Viscount Castlereagh was a great statesman of the nineteenth century whose reputation rose on the issue of foreign policy but declined with his role as spokesman of home policy after the Napoleonic Wars. He was also known for his commitment to the Irish and English Union and his advocacy of a widening of Catholic rights.
Background
Castlereagh was born Robert Stewart on 17 June 1769, the eldest surviving son of Robert Stewart, the first Marquess of Londonderry, and his first wife, Lady Sarah Frances, the second daughter of Francis Seymour Conway, Marquess of Hertford.
Education
He was educated at Armagh in Ireland, and then at St. John’s College, Cambridge. He visited Paris, Geneva, Rome, and Vienna in 1788 and 1789, and on returning to Ireland in 1790 he contested and won one of the County Down seats in the Irish Parliament— but at a cost of £60,000, which nearly ruined his family. At the outbreak of the French wars in 1793 he became lieutenant colonel of the Londonderry militia.
Career
He served as M.P for Tregony (1794—1796) in the English Parliament and as M.P. for Orford, Suffolk (1796-1797). In 1797, he was appointed to the chief secretaryship of Ireland. In this capacity he ordered the arrest of the United Irishmen who had rebelled against English rule in 1798 with the help of French troops. Shordy afterward he was involved in pressing for the Act of Union between Ireland and England and also for a degree of Catholic emancipation. The Act of Union was passed in 1800; but the king’s refusal to make any significant concessions to the Irish Catholics led Castlereagh to resign in 1801, following the example of William Pitt, the Younger, who had resigned as prime minister over the same issue. Casdereagh held no official position in Henry Addingtons ministry but was given the responsibility of conducting through Parliament two Irish measures—the Suppression of Rebellion Act and the Suspension of Habeas Corpus, the right of trial with a jury.

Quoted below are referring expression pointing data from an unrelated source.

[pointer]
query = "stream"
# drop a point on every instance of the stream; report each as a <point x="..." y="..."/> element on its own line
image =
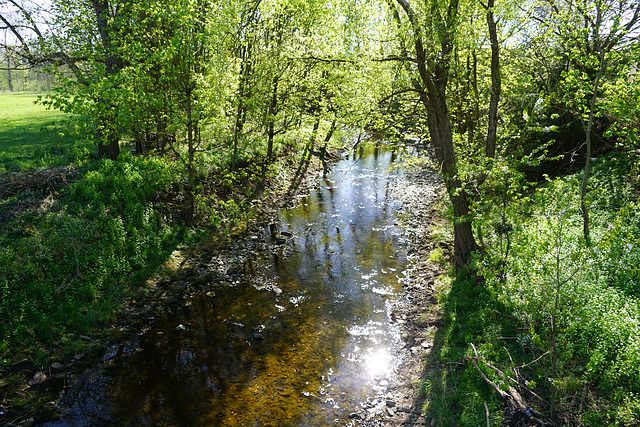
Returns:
<point x="304" y="338"/>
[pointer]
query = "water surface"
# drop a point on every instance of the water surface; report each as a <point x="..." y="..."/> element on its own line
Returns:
<point x="304" y="340"/>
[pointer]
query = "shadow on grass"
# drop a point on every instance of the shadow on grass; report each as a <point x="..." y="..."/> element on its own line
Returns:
<point x="32" y="146"/>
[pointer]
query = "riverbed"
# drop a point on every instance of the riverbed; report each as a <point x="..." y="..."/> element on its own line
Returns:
<point x="301" y="330"/>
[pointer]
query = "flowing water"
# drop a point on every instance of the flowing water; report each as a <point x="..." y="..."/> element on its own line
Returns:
<point x="303" y="340"/>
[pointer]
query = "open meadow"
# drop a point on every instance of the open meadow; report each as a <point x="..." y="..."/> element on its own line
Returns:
<point x="31" y="136"/>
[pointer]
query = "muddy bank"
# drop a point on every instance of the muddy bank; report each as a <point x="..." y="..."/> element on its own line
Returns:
<point x="402" y="404"/>
<point x="30" y="394"/>
<point x="221" y="264"/>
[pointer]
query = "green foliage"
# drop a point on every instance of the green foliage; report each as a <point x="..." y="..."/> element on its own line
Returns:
<point x="73" y="262"/>
<point x="597" y="313"/>
<point x="32" y="137"/>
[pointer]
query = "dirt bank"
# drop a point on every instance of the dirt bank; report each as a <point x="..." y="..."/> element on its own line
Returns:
<point x="401" y="402"/>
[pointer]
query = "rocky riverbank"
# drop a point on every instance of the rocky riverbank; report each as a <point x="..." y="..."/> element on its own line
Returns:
<point x="225" y="259"/>
<point x="401" y="400"/>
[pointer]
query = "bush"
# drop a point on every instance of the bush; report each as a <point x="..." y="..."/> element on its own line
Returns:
<point x="597" y="313"/>
<point x="77" y="259"/>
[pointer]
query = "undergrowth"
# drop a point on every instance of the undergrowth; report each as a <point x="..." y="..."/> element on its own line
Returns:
<point x="561" y="319"/>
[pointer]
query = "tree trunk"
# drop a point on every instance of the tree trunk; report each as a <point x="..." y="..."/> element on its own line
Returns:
<point x="192" y="180"/>
<point x="10" y="81"/>
<point x="432" y="88"/>
<point x="496" y="84"/>
<point x="108" y="138"/>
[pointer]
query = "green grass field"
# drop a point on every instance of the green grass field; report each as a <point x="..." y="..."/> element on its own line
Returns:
<point x="31" y="136"/>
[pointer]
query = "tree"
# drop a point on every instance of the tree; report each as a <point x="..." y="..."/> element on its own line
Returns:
<point x="589" y="33"/>
<point x="431" y="84"/>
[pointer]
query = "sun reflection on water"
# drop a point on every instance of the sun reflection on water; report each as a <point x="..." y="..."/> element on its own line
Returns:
<point x="378" y="363"/>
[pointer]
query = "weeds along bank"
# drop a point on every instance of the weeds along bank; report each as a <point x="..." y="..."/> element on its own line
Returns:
<point x="70" y="254"/>
<point x="550" y="316"/>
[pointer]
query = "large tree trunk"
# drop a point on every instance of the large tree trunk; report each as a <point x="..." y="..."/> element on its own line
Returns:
<point x="432" y="88"/>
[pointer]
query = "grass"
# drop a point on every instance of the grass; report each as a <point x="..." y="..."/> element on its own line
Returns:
<point x="32" y="137"/>
<point x="506" y="311"/>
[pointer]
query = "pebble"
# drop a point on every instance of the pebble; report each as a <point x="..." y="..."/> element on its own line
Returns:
<point x="57" y="367"/>
<point x="38" y="378"/>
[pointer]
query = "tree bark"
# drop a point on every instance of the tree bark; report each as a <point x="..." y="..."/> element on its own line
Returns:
<point x="108" y="138"/>
<point x="432" y="88"/>
<point x="496" y="84"/>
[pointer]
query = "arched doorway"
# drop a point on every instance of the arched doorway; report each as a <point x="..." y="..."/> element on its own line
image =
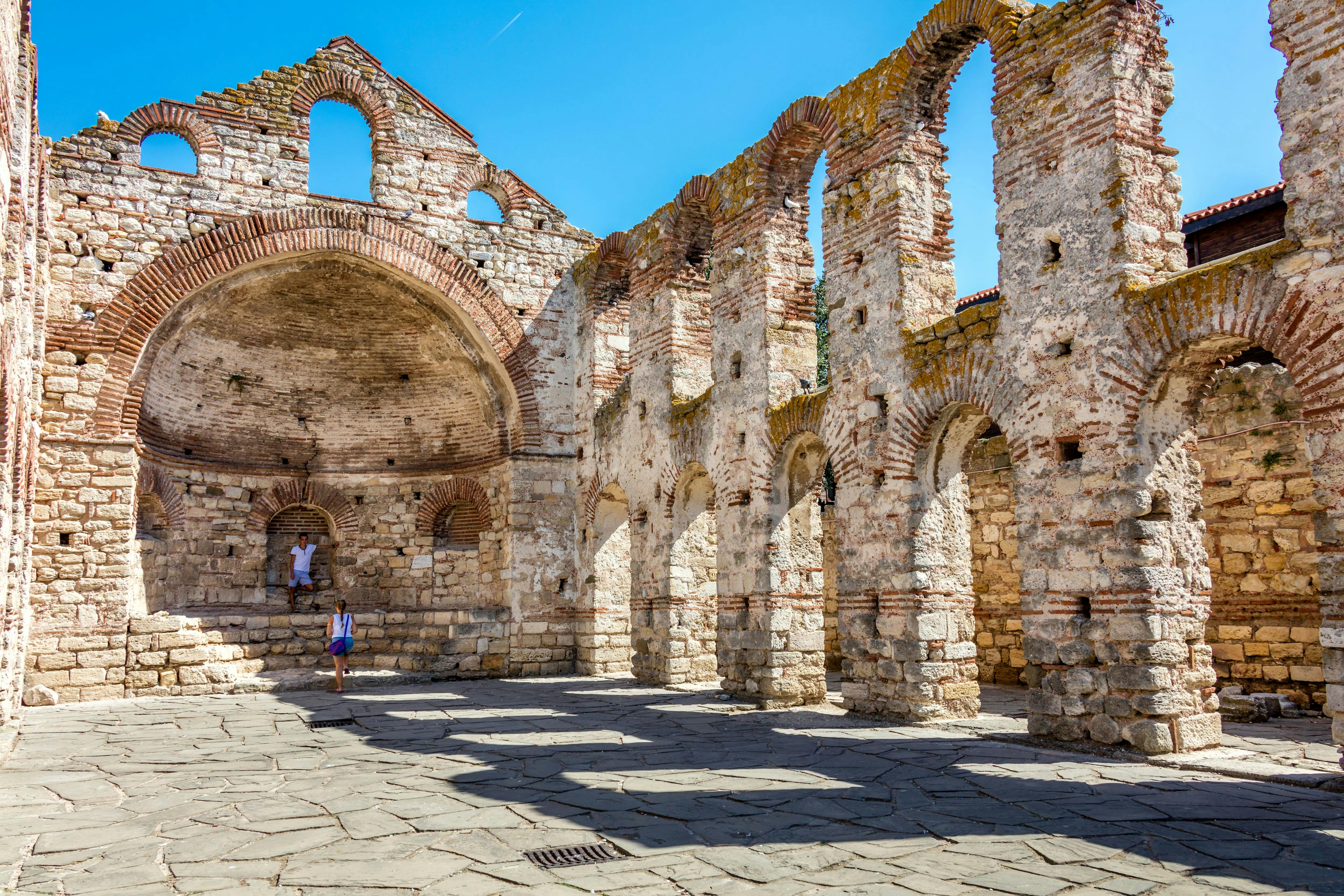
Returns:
<point x="686" y="629"/>
<point x="283" y="534"/>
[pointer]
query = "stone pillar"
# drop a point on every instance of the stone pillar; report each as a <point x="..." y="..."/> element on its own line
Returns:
<point x="84" y="557"/>
<point x="1307" y="33"/>
<point x="673" y="633"/>
<point x="1115" y="589"/>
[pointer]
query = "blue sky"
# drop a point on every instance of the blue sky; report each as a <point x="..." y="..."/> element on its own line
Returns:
<point x="609" y="108"/>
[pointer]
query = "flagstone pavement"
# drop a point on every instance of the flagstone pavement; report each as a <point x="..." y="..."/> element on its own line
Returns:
<point x="439" y="790"/>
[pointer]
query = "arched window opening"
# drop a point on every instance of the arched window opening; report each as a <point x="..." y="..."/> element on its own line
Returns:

After the Act of Union of 1800, Castlereagh sat in the House of Commons for County Down until 1805, when he was defeated in the parliamentary election. He was elected for Boroughbridge, in Yorkshire, in January 1806. He was subsequently elected as M.P. for Plympton Earl in Devon in November 1806 and for County Down again in 1812, 1818, and 1820. On succeeding to the Irish peerage, he was elected for Orford in April 1821. This almost unbroken period of tenure in the English Parliament projected him forward in a succession of governments, particularly on foreign policy.
Encouraged by William Pitt, Castlereagh joined Addington’s administration as president of the (East India) Board of Control in 1802, which gave him a seat in the cabinet. In cabinet he spoke increasingly on foreign policy, almost acting as Pitt’s mouthpiece. After Pitt formed a new government in 1804, Castlereagh was given the additional post of secretary of war in 1805. On Pitt’s death he lost these responsibilities; but in 1807 he again became secretary of war, this time in the Duke of Portland’s ministry. In this post he supported Arthur Wellesley’s military campaigns in Spain and Portugal, during the Peninsular War.
Castlereagh returned to office as foreign secretary on 28 February 1812, in the latter days of Spencer Percevals ministry, and remained in that post under Lord Liverpool until his death in 1822.
Castlereagh became Lord Londonderry after the death of his father on 11 April 1821. By this point the enormous work burden and a number of health problems, particularly gout, were beginning to take their toll. It seems that his mind also was going: on 12 August 1822 he committed suicide by cutting his throat with a penknife; an inquest found him to have been of unsound mind. He was subsequently buried in Westminster Abbey, on 20 August 1822.
Achievements
Views
Stewart generally voted with the Tories when he was able to attend sessions of the Irish Parliament, and was firm in his belief in the necessity of a parliamentary union between England and Ireland as well as of the removal of restrictions against the Catholics.
Connections
On 9 June 1794 he married Lady Emily Anne, the youngest daughter and coheiress of John Hobart, the second earl of Buckinghamshire.